Ten Reasons the Astros Aren't Historically Terrible

by Ben Lindbergh


Last season, the Twins won 63 games and were widely acknowledged to be a total disaster. But the Twins were baseball’s second-worst team. The Astros were on another level of awful. They won only 56 games, the lowest total of any team since the 2005 Royals. They were the NL’s worst pitching team and the NL’s worst defensive team, and they weren’t much good at offense, either.

That level of futility wasn’t foreseeable. In order to be as awful as they were last season, the Astros had to decline by a whopping 20 wins. In the 1982 Abstract, Bill James observed that a team that declines in one year is likely to improve the next. He called it the Plexiglas Principle.* In most cases, we’d expect a team that fell off by as much as the Astros to bounce back the following year. But the Astros weren’t most cases, and they weren’t supposed to bounce. They were supposed to break through the glass and fall even further.

*In the 1983 Abstract, he called it the Whirlpool Principle. Bill James was such a prolific author of principles that he sometimes came up with the same one twice.

There were good reasons to think that the Astros would have trouble holding what little ground they had. For one thing, Hunter Pence and Michael Bourn, who were traded at the 2011 deadline, still finished with two of the team’s three top WARP totals. That was depressing for two reasons: first, that the Astros had so few good players that two of them could miss months of the season and still be among their most valuable, and second, that they wouldn’t have them at all in 2012. The Astros would also be without Jeff Keppinger, another player who’d been traded after a hot first half. Their fourth-best player, Clint Barmes—and if you’ve seen a sadder beginning to a sentence than that, don’t send it to me—had signed with the Pirates. And there wasn’t much immediate help on the way from the minor-league system, which Kevin Goldstein ranked baseball’s fifth-worst.
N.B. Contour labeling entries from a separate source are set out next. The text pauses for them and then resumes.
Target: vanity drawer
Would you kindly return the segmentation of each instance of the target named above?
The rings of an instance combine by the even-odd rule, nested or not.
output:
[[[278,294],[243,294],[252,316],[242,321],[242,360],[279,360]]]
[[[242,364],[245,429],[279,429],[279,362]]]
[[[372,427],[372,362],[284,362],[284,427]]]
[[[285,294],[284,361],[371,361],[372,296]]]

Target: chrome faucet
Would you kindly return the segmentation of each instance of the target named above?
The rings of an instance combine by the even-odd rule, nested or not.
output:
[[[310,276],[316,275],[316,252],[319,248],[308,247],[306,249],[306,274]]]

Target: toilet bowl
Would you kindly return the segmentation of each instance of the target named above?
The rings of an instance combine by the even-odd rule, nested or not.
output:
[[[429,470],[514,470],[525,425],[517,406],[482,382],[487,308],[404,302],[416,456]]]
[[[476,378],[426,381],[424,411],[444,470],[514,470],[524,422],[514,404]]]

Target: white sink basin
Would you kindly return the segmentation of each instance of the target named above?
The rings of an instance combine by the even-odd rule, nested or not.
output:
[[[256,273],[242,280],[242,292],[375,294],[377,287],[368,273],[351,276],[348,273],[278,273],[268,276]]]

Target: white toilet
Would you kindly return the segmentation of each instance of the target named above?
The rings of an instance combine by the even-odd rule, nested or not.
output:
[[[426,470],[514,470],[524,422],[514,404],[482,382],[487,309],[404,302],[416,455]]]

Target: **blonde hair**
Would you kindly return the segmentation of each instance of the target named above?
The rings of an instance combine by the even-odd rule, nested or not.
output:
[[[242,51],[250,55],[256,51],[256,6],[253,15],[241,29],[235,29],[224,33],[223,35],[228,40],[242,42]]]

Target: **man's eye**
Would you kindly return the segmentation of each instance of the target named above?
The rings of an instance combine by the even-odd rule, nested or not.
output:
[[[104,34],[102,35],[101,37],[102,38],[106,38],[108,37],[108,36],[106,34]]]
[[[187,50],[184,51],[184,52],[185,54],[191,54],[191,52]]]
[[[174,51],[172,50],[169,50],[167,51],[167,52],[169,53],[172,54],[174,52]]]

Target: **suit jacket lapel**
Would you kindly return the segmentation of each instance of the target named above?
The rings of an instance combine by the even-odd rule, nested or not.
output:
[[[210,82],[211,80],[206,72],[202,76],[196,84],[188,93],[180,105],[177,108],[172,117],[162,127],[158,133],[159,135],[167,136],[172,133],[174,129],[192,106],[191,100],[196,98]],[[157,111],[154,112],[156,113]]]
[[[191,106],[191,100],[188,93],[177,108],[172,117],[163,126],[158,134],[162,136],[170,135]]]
Subtracting wins from the previous year’s team isn’t a sophisticated way to project performance. But the sophisticated ways painted a similarly pessimistic picture. PECOTA projected the Astros to go 61-101, which is one of the meanest things you’ll ever see PECOTA say. That was six wins fewer than the system had foreseen for the 2011 team. The worst PECOTA had forecasted any team to finish since 2004 was 66-96. At Baseball Nation, Jeff Sullivan wondered, with good reason, whether the Astros were the worst projected team of all time. Elsewhere on the internet, writers flexed their fingers and blew compressed air at their keyboards, preparing to unleash a perfect storm of snark.

It didn’t matter much that the Astros spent the offseason hiring smart people: in December, Jeff Luhnow, and in January, Sig Mejdal, Mike Fast, and Stephanie Wilka. That improved the team’s long-term outlook, and maybe it made the snark a little less fun, since the heads responsible had already rolled. But even though Ed Wade was gone, his handiwork wasn’t. Things were supposed to get worse before they got better.